Hours of access for motorists to Oroville Dam Crest Road is 5 a.m. to 11 p.m. year-round; it is accessible to bicyclists, joggers, and walkers 24 hours per day. Please note that overnight parking in the lot above the main spillway is not permitted. Day use facilities and trails at Lake Oroville State Recreation Area (LOSRA) are open 8 a.m. to sunset, except for Bidwell, Lime Saddle, and Loafer Creek, which are open 24 hours. The Lake Oroville Visitor Center remains closed due to COVID-19 restrictions.


Visit the California Parks LOSRA webpage for current information on facility status, campground reservations, and to find current requirements to protect public health during the COVID-19 pandemic. Information can also be found on the Lake Oroville Recreation webpage and the California Department of Fish and Wildlife webpage.


Oroville Wildlife Area Habitat Project   

The nearly 12,000-acre Oroville Wildlife Area (OWA) in Butte County is a popular stopping place on the Pacific Flyway for migrating and native birds. Managed by the California Department of Fish and Wildlife (CDFW) for DWR, the OWA also includes DWR’s Thermalito Afterbay reservoir, a prime habitat for migrating waterfowl and several endangered species.

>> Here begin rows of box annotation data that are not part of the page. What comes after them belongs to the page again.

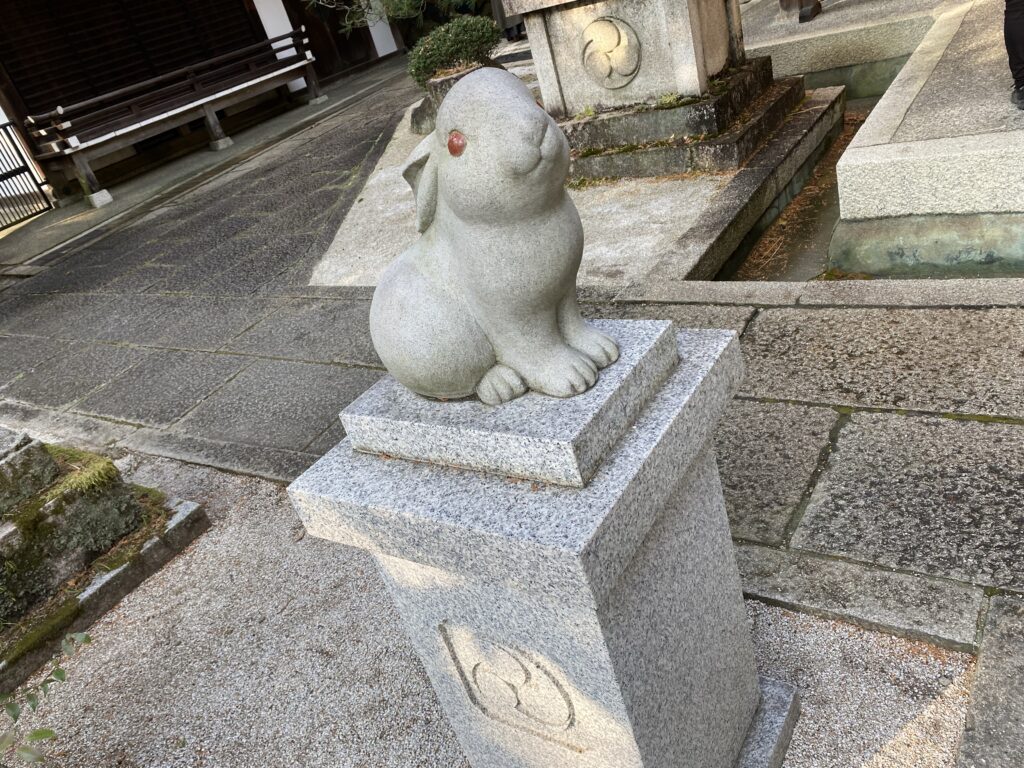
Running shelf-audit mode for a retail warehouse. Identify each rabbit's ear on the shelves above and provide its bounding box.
[401,133,437,232]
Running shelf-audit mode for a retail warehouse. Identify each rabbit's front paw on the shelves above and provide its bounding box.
[476,364,526,406]
[526,346,597,397]
[565,323,618,368]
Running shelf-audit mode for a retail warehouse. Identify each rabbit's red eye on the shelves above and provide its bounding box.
[449,131,466,158]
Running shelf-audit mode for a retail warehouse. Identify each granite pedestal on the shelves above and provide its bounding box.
[502,0,742,117]
[289,321,798,768]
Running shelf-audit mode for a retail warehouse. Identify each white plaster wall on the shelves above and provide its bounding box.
[697,0,729,77]
[253,0,306,91]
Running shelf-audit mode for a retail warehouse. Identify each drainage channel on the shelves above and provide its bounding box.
[716,97,879,282]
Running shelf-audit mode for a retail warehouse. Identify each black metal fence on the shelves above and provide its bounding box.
[0,123,52,229]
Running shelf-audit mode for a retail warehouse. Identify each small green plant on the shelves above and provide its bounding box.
[409,16,502,88]
[0,632,92,763]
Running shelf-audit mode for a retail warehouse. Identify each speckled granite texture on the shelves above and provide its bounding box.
[341,321,679,487]
[290,324,795,768]
[736,678,800,768]
[289,331,742,600]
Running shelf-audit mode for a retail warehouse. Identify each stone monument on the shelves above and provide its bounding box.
[289,73,799,768]
[503,0,743,117]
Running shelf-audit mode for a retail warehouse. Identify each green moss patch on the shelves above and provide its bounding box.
[0,445,141,624]
[0,485,170,665]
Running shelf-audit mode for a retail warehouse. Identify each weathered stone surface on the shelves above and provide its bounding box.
[957,596,1024,768]
[736,678,800,768]
[0,443,141,624]
[743,0,940,77]
[569,78,804,179]
[0,344,147,409]
[736,545,985,651]
[341,321,679,487]
[583,302,754,334]
[742,308,1024,417]
[561,57,772,152]
[75,351,252,427]
[616,88,844,294]
[716,400,839,544]
[828,213,1024,278]
[800,278,1024,307]
[174,360,381,451]
[837,0,1024,221]
[793,414,1024,589]
[0,434,57,515]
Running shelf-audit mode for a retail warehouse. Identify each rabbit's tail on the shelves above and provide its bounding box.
[370,257,497,399]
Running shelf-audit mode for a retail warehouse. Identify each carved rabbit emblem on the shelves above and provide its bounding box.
[370,68,618,404]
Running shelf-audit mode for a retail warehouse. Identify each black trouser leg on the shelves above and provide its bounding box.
[1004,0,1024,88]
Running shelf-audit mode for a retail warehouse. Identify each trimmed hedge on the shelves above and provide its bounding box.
[409,16,502,88]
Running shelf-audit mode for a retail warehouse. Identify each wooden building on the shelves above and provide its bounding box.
[0,0,399,204]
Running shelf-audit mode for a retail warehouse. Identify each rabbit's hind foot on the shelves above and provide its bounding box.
[565,321,618,368]
[476,362,526,406]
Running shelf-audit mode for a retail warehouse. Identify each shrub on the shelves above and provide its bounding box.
[409,16,502,88]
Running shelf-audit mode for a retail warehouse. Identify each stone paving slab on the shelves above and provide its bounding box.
[0,336,69,386]
[174,360,382,452]
[0,292,112,338]
[956,596,1024,768]
[893,0,1024,142]
[0,344,146,409]
[12,456,973,768]
[75,351,252,427]
[223,299,382,366]
[740,308,1024,418]
[716,399,839,545]
[736,544,987,652]
[793,414,1024,589]
[0,399,138,452]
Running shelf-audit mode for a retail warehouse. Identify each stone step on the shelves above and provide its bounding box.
[569,78,805,179]
[561,56,773,154]
[615,87,845,294]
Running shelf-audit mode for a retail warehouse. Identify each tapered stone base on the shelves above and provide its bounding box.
[290,322,796,768]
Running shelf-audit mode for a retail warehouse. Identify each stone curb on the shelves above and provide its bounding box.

CDFW farms over 300 acres of grains, grasses, and flowering plants in the OWA to provide food (forage), shelter, and nesting cover for migratory and native birds, including safflowers and sunflowers on 60 acres in various locations around the Thermalito Afterbay. Visit the DWR Updates webpage to learn more. DWR will be tracking the success of these 60 acres over the summer and photos can be found on DWR’s photo shelter page “Pixel” by using the search term “Oroville Wildlife Area Planting”.  


Current Lake Operations

The elevation of Oroville’s reservoir is about 728 feet elevation and storage is about 1.48 million acre-feet -- 42 percent full and 51 percent of historical average. Currently, in the Northern Sierra Basin, rainfall is below average, at 48 percent of normal for this time of year and snowpack is also below average at 10 percent of normal. Warm and dry conditions are forecast for the foreseeable future.


Because of warmer temperatures and dry conditions, additional flows are needed to meet Bay-Delta water quality and outflow. Flows to the Feather River increased from 800 cubic feet per second (cfs) to 1200  cfs on May 5 and May 6. Current flows down the low flow channel through the City of Oroville are at 650 cfs and 550 cfs is being released from the Thermalito Afterbay Outlet (Outlet) for a total of 1,200 cfs downstream of the Outlet.

The public can track precipitation, snow, reservoir levels, and more at the California Data Exchange Center at Lake Oroville is identified as “ORO”.